Just because we want to have a centralized location to store our source code doesn't mean that we have to throw away all of the valuable history that existing projects hold in their immutable commit histories. Through the magic of Git's "subtree merge", we can import the source code of another repo into this monorepo and preserve almost all of the information contained in the commit history and tags of the original repo.
Basically, we take a project like liferay-npm-tools, and we transplant the files and associated history to a subdirectory in this repo (eg. projects/npm-tools
). The commit messages are preserved, which means that tools like git log
and git blame
continue to provide useful information when analyzing the code base, even when one starts looking back in time before the moment the project was imported.
This operation is non-destructive. The original commits are immutable and intact in the original repo, along with the issues and other metadata; and the repo itself is only ever archived, which means that it is kept around as read-only but never deleted. This means that links to issues and so forth in the original repo will continue to work.
It is also mostly information-preserving, in the sense that commit messages, hashes, and the shape of the original commit graph is carried forward identically into the monorepo. This means that even old commit messages which contain references to specific commit hashes (eg. naked SHA-1 hashes) like 4793d6e8405fe703dba will continue to be valid. Likewise, fully qualified URLs (example) will continue to be evergreen (although they will point to the archived version of the repo). The only sense in which information is mutated is that source repos which used tags without namespaces (eg. of the form "v1.0.0") will have rewritten tags in the monorepo (ie. of the form "some-package/v1.0.0") in order to avoid collisions.
This shows what the commit graph will look like after an import:
* chore: merge project-foo history into projects/
|\
| * Look at me, I am a commit in project-foo
| * Merge some new feature into project-foo
| |\
| | * Some new feature
| |/
| * Some other commit in project-foo
|
* Some other commit on the master branch...
Note that we've effectively grafted the other project's history into the monorepo.

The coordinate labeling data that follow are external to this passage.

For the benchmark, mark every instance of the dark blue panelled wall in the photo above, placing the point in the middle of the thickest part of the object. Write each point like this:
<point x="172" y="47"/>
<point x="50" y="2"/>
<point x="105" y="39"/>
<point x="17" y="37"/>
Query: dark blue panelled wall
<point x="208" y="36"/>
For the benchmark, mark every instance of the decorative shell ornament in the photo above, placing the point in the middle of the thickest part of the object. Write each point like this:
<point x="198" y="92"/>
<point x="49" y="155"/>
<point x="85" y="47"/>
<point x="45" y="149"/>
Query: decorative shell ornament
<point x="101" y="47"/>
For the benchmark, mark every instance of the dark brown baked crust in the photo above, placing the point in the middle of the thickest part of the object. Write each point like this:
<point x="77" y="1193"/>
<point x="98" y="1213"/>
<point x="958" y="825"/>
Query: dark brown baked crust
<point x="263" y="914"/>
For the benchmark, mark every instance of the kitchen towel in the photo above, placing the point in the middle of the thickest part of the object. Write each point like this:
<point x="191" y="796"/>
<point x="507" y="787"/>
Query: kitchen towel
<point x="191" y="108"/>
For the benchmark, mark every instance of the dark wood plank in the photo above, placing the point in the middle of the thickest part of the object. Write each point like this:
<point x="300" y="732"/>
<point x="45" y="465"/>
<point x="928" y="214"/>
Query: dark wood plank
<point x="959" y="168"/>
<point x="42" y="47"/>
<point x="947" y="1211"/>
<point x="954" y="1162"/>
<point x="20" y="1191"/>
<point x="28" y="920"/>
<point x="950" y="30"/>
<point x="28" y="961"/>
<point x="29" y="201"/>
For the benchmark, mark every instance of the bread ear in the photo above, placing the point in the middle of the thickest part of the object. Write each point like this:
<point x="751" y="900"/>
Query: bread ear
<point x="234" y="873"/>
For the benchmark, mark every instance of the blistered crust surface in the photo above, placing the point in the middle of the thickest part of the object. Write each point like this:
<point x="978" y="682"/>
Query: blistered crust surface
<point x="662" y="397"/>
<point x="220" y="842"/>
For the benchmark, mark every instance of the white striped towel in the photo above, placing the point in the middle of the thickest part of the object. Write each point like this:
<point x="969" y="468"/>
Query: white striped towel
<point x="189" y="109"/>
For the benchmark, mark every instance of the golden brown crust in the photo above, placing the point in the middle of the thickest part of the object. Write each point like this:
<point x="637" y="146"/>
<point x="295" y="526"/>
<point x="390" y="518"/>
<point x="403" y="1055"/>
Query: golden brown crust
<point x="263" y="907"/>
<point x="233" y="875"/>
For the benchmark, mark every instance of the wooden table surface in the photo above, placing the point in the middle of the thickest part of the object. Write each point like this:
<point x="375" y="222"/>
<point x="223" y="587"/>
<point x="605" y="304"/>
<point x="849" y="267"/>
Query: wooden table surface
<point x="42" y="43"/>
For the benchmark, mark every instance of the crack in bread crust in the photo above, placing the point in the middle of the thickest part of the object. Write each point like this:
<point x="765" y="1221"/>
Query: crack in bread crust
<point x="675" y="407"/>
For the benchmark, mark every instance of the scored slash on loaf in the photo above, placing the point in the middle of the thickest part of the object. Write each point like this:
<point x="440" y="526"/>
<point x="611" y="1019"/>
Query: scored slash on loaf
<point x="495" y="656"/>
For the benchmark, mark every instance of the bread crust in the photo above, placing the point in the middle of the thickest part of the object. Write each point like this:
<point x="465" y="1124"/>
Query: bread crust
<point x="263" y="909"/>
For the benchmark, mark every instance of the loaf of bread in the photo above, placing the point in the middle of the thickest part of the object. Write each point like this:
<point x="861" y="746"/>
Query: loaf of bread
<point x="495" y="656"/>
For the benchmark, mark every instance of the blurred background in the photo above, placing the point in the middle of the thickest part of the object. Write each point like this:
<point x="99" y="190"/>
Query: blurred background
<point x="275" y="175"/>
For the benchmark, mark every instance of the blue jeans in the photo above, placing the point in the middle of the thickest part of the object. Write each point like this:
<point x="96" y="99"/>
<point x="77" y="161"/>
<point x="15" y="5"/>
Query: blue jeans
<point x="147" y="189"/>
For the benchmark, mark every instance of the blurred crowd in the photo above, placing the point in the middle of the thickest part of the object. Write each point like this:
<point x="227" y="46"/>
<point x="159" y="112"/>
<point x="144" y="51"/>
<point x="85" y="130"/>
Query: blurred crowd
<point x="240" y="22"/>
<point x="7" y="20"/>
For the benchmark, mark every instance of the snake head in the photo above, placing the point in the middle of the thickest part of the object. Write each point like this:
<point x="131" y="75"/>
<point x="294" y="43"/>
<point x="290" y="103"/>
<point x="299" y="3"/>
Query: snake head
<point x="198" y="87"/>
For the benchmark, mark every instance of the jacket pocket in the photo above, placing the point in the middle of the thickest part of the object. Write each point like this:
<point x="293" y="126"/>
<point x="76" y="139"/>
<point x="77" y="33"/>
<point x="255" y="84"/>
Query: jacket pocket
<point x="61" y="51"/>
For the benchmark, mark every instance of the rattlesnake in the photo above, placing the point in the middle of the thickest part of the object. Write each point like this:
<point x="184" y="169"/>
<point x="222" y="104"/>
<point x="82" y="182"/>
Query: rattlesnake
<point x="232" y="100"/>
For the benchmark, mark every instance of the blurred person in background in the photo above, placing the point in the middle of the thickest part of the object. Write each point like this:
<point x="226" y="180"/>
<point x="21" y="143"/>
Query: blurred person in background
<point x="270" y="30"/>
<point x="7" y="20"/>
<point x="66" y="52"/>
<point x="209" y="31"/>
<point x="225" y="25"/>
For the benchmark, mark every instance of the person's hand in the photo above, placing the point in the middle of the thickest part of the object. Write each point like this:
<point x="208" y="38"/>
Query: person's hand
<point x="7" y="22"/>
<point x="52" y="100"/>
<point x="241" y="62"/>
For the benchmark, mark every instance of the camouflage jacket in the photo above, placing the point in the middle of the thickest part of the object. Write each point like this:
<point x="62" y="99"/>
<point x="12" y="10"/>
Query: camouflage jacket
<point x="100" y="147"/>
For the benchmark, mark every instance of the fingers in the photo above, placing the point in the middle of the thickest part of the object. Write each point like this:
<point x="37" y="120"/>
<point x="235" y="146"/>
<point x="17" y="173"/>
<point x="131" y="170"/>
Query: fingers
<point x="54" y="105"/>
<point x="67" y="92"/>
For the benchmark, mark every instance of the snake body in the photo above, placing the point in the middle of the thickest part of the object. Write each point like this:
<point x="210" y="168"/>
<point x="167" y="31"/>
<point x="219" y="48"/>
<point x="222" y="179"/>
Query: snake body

There is no common ancestry between the master
branch before the import and the other project, but they have a shared future.
- Fetch the source repository.
- Examine the tag structure to determine whether any tag rewriting is required (ie. to add namespaces to tags if needed).
- Rewrite the tags if necessary, using the
filter-tags.sh
script. - Perform the subtree merge.
- Verify the result
- Document any variations from the standard procedure in the commit message.
Here are the steps taken in df7bbfe32836963c1 to import the history from liferay-npm-tools:
# .1 Fetch it.
git remote add -f liferay-npm-tools https://github.com/liferay/liferay-npm-tools
# 2. Inspect the tags to make sure everything is correctly namespaced.
git tag -l
# 3. No need to Rewrite tags, so we skip step 3.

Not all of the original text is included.